Can someone help me with this? I'm having a hell of a time with expected value...

Suppose that the probability that a number X is in the first half of a list of N distinct integers is 1/2. And the probability that it is in the second half of the list is 1/4. Find the average number of comparisons used by the linear search algorithm to find X.

2. ## Re: Expected Value

Is this a problem you came up with yourself? The probabilities should add up to one, and the wording is very ambiguous.

Assuming a uniform distribution in the two halves, the expected value is $\sum_{n=1}^{N/2}\frac{1}{N} +\sum_{n=N/2+1}^{N}\frac{1}{2N}$

3. ## Re: Expected Value

No it is a problem from my professor. Could you expand please? Thanks.

4. ## Re: Expected Value

I read it wrong.
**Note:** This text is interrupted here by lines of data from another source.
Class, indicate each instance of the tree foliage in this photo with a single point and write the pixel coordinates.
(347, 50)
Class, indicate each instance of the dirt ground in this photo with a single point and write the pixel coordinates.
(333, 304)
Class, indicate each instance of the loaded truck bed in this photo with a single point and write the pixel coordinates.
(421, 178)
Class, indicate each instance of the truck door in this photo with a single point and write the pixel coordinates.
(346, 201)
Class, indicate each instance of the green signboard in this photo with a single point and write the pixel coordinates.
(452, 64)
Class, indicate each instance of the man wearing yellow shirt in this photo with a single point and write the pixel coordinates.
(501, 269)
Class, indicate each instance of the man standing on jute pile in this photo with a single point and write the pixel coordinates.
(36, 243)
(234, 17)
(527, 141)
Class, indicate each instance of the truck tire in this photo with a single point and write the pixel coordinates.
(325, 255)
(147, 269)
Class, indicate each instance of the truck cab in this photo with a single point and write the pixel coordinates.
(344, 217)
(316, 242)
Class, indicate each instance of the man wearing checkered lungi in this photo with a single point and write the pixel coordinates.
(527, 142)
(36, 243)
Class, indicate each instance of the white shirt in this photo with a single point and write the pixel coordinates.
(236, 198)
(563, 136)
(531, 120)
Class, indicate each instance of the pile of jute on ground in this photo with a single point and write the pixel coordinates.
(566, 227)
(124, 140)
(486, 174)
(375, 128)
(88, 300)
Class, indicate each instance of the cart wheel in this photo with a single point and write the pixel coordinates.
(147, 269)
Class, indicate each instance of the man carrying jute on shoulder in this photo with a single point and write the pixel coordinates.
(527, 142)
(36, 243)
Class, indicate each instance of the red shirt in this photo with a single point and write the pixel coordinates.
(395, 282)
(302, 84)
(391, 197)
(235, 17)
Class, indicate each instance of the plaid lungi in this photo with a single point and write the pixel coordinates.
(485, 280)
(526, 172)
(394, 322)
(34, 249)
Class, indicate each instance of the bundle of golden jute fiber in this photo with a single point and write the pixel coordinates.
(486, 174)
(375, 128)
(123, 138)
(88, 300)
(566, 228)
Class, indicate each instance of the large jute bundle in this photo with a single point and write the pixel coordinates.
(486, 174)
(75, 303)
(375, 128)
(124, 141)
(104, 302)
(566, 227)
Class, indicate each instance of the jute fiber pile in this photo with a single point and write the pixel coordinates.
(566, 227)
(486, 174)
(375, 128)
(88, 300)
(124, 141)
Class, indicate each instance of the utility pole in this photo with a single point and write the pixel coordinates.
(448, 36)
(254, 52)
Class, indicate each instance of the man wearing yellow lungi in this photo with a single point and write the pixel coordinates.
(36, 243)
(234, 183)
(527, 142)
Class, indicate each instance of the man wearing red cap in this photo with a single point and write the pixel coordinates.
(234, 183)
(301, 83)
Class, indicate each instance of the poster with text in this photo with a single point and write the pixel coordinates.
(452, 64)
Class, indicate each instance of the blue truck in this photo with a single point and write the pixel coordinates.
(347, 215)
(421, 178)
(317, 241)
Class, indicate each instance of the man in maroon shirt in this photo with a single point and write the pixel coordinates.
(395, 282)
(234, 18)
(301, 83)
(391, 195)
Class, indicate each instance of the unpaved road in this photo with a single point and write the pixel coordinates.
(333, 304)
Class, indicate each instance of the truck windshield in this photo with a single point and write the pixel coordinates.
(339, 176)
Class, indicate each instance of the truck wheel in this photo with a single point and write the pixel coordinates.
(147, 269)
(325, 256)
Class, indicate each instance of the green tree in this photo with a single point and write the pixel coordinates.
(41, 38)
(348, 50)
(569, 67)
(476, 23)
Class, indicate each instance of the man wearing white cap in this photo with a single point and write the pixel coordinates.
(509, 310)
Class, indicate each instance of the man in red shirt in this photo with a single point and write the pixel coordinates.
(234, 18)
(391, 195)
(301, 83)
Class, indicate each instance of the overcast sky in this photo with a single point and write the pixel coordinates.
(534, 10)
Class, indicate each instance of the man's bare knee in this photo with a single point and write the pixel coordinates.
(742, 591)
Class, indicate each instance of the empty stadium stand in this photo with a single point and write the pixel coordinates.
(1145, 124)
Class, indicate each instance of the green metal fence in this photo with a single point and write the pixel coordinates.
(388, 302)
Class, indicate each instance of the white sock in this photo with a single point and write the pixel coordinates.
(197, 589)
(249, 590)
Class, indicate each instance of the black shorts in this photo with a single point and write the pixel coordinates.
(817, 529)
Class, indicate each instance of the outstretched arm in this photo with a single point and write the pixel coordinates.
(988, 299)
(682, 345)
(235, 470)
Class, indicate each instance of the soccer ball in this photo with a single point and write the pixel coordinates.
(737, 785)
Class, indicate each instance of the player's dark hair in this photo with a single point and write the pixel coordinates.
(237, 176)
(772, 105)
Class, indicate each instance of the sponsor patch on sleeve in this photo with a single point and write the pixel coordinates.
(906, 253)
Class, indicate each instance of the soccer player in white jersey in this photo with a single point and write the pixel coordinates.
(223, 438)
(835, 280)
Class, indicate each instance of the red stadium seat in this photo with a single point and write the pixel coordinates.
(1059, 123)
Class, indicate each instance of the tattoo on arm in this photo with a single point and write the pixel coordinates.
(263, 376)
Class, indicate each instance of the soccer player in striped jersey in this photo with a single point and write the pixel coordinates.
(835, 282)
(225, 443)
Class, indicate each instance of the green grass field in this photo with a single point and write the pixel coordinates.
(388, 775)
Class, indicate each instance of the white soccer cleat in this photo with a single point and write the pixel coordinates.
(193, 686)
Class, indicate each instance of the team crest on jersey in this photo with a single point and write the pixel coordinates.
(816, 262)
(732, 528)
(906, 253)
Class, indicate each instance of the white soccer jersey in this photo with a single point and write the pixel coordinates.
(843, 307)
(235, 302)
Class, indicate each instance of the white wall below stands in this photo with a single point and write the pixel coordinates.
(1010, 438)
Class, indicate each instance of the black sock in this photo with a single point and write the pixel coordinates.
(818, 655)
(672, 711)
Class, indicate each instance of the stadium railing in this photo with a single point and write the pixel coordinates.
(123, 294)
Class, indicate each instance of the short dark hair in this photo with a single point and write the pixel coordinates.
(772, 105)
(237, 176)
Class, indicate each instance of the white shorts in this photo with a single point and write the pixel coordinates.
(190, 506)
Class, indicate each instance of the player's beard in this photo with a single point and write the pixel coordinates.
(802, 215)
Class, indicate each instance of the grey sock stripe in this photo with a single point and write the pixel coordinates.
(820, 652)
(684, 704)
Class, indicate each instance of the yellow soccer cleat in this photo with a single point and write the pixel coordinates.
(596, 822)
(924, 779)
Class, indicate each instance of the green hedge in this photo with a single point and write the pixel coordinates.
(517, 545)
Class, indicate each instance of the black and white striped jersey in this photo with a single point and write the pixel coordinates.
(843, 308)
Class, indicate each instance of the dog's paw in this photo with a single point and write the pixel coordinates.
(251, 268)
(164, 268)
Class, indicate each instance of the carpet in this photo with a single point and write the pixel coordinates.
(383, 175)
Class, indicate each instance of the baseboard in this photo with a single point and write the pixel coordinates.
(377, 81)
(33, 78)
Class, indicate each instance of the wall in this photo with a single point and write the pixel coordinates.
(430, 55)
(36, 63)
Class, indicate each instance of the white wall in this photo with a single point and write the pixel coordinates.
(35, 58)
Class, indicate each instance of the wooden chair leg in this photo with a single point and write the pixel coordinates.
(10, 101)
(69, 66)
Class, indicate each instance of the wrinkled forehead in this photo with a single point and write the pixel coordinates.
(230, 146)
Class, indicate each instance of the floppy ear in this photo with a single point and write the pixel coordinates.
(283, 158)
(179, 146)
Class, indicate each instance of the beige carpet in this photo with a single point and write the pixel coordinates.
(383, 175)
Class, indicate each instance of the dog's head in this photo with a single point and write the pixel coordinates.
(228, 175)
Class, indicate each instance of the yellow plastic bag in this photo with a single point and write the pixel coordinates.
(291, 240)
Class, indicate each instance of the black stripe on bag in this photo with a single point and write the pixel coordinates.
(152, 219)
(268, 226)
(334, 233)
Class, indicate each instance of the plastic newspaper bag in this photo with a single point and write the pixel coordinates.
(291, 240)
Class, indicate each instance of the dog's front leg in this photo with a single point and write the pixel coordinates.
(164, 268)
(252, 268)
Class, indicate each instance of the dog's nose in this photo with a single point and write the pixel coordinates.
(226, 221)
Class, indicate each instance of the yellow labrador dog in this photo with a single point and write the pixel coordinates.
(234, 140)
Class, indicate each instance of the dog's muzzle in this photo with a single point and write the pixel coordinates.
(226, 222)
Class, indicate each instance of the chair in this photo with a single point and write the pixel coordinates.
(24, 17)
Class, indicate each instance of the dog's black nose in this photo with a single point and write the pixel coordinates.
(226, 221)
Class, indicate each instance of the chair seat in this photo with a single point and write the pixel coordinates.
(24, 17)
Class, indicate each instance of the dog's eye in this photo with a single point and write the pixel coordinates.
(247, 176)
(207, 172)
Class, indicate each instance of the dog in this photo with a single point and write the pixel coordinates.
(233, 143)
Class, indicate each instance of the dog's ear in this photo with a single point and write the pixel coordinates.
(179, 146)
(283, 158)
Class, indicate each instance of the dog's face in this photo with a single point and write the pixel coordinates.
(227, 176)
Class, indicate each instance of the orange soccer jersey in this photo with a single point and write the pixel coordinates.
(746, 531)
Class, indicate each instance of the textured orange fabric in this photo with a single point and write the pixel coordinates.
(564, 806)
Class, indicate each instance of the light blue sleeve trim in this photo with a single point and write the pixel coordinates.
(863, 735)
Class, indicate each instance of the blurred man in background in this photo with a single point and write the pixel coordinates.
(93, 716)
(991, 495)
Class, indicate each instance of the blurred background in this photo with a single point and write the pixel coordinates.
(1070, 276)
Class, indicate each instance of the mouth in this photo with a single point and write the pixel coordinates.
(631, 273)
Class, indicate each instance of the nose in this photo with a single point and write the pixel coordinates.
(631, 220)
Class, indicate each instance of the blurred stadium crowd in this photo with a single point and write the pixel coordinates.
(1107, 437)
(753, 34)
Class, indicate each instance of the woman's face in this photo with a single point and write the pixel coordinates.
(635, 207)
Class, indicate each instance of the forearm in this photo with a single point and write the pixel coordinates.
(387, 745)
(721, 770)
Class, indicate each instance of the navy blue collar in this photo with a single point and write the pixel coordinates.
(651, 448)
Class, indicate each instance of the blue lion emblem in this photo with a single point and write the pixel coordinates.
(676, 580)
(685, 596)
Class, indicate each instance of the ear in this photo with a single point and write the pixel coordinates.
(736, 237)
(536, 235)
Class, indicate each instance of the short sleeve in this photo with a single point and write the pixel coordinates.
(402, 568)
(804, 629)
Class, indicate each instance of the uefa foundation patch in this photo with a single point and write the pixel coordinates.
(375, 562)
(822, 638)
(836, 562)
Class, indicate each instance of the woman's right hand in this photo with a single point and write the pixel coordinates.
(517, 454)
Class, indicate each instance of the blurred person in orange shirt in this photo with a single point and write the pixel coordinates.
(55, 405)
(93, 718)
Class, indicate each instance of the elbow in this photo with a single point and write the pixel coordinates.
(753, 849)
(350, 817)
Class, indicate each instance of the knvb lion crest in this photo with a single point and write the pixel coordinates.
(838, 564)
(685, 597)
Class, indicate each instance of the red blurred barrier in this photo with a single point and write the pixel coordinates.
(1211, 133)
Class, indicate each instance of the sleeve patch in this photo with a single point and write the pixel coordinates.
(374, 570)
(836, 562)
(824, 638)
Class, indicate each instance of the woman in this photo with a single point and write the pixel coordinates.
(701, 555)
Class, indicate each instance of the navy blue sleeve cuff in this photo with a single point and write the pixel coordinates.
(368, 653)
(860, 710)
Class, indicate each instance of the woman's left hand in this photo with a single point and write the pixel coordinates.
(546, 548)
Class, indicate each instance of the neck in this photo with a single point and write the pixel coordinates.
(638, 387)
The probabilities for all events should add up to one, and I forgot that you also have the event where a number is not in the list (with the probability 1/4).

5. ## Re: Expected Value

Could you show me how to solve it?

6. ## Re: Expected Value

It's pretty much a textbook example of the expected value for a discrete stochastic variable.

Let $X$ be the number of comparisons before you find the number you're looking for in a list of N distinct integers.

$P(X=k)=1/N$ if $1 \leq k \leq N/2$
$P(X=k)=1/2N$ if $N/2 < k \leq N$
$P(X=k)=0$ else

The probabilities come from the assumption that the probability mass is distributed in a uniform manner (simply divide the provided probabilities with the number of integers in each half).

7. ## Re: Expected Value

You have three cases:
case 1: found in first half case2:found in second half case3:not found
In each case you should get best case and worst case scenario in order to reach the average case.
case1: best case (found at position 1 --> 1 comparison) worst case (found at position N/2 -->N/2 comparisons)
Average case (1+N/2)/2= (2+N)/4
case2: best case (found at position N/2+1 --> N/2+1 comparisons) worst case (found at position N --> N comparisons)
Average case (N/2+1+N)/2= (3N+2)/2